Hinter hohen Hecken ist jeder unsichtbar

Von Steffen Greschner

„Die Leute müssen sich wieder sicher fühlen“, sagt Rottachs Zweiter Bürgermeister Hermann Ulbricht. Angst geht um im Tal seit dem Überfall vom letzten Mittwoch. Jetzt will er mit der Polizei sprechen.

Ob die wirklich helfen kann, steht auf einem anderen Blatt. Selbst die doppelte Anzahl Streifenwagen sieht in der Dr.-Scheid-Straße nur Hecken. Hohe Hecken, die Blicke fernhalten. Egal, ob von Kriminellen, Passanten oder Polizisten.

Hohe Hecken bieten nicht nur Schutz vor fremden Blicken.
Hohe Hecken bieten nicht nur Schutz vor fremden Blicken.

In Berlin kennt man sich aus mit Kriminalität. Berlin ist gefährlich, zumindest mit dem Blick aus dem beschaulichen Tegernseer Tal. In Berlin werden Menschen auf offener Straße überfallen, Autos auf- und in Wohnungen eingebrochen. In Berlin macht sich die Polizei Gedanken, wie Sicherheit wiederhergestellt werden kann.

Die Forderungen der Ordnungshüter sind simpel: weg mit den Hecken, dunklen Ecken und ruhigen Wegen. Keine Sträucher neben Hauseingängen und keine undurchsichtigen Eingangstüren. Sicherheit wird durch Sichtbarkeit geschaffen, so das Kredo. Je mehr hinschauen, desto besser. So handhaben es auch andere Städte an ihren sogenannten Kriminalitätsschwerpunkten.

Rottach-Egern als Kriminalitätsschwerpunkt zu bezeichnen, ist dabei zum Glück noch übertrieben. Aber die Zunahme der Einbruchsdelikte gibt mehr als Grund zur Sorge. Angelockt werden die Täter durch den nicht gerade heimlichen Reichtum im Tal.
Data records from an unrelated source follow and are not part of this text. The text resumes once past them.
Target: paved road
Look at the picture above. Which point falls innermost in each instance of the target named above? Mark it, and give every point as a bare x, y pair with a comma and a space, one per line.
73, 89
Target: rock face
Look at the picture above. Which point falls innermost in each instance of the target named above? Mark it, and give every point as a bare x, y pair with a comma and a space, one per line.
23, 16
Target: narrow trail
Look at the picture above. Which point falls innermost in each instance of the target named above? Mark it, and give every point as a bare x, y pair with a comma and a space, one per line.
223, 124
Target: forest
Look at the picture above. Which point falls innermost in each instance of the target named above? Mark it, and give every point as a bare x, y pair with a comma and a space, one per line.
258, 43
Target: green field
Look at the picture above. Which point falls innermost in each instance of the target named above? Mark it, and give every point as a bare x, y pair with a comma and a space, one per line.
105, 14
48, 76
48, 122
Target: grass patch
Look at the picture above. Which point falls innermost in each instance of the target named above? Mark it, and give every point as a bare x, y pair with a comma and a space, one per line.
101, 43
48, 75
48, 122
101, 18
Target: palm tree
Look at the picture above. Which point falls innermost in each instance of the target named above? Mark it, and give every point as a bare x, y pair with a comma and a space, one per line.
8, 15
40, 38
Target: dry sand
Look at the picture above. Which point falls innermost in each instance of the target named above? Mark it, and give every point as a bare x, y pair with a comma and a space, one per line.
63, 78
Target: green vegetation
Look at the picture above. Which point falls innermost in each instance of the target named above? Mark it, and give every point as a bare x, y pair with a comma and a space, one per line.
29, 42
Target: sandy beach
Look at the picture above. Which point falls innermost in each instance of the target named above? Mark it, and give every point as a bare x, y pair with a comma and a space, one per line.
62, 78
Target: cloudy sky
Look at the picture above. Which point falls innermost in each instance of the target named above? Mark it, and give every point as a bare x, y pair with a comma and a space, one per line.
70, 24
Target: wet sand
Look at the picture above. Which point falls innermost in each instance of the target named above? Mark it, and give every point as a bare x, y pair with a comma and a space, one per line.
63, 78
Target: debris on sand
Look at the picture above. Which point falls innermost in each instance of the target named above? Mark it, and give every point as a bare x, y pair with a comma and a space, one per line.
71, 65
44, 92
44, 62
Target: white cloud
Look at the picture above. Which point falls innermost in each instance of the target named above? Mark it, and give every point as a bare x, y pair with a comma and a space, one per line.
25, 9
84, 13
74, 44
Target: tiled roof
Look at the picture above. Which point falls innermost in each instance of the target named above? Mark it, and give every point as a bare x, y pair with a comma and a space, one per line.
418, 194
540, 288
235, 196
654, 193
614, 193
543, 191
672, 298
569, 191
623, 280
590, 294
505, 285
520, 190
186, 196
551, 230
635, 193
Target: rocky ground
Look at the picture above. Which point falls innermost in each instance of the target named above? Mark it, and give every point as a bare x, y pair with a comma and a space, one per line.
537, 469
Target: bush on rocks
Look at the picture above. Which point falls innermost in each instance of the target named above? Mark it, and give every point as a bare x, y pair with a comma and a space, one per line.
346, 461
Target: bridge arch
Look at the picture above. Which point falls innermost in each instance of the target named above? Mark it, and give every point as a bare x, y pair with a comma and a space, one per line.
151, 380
Einfach gemacht wird es ihnen durch den Versuch, ebendiesen und sich selbst zu verstecken. Hinter hohen Hecken, Mauern und Toren.

Noch weiter einmauern wird nicht funktionieren

Dieser gefühlte Schutz schützt nicht die Opfer, sondern vor allem die Täter. Wer hinter der Hecke ist, ist unsichtbar. Wer es ins Haus geschafft hat, muss keine lästigen Blicke mehr fürchten. Mit beängstigender Ruhe – bei aller Brutalität – sind allem Anschein nach auch die Täter vom vergangenen Mittwoch vorgegangen. Die Chance, entdeckt zu werden, war gering. Egal, wie viele Streifenwagen an der Hecke vorm Haus auch vorbeifahren.

Dabei hatte die Kontrolle der Nachbarschaft beim Überfall vom vergangenen Mittwoch glücklicherweise zumindest zum Teil funktioniert. Aufmerksamen Nachbarn und einer besorgten Tochter ist es zu verdanken, dass die beiden Opfer bereits nach 16 Stunden gefunden wurden. Nicht auszumalen, was sonst passiert wäre.

Der jetzt reflexartige Ruf nach der Polizei greift darum zu kurz. Absolute Sicherheit werden die Ordnungshüter nicht bieten können. Es braucht das Umdenken eines jeden Einzelnen. Mehr Kontakt und Gemeinschaft, mehr Sichtbarkeit auf den Grundstücken – ein wachsamer Blick vom Nachbarn schräg gegenüber sticht jeden Streifenwagen aus. Noch weiter einmauern wird als Sicherheitskonzept zumindest nicht funktionieren. Es schützt die Falschen.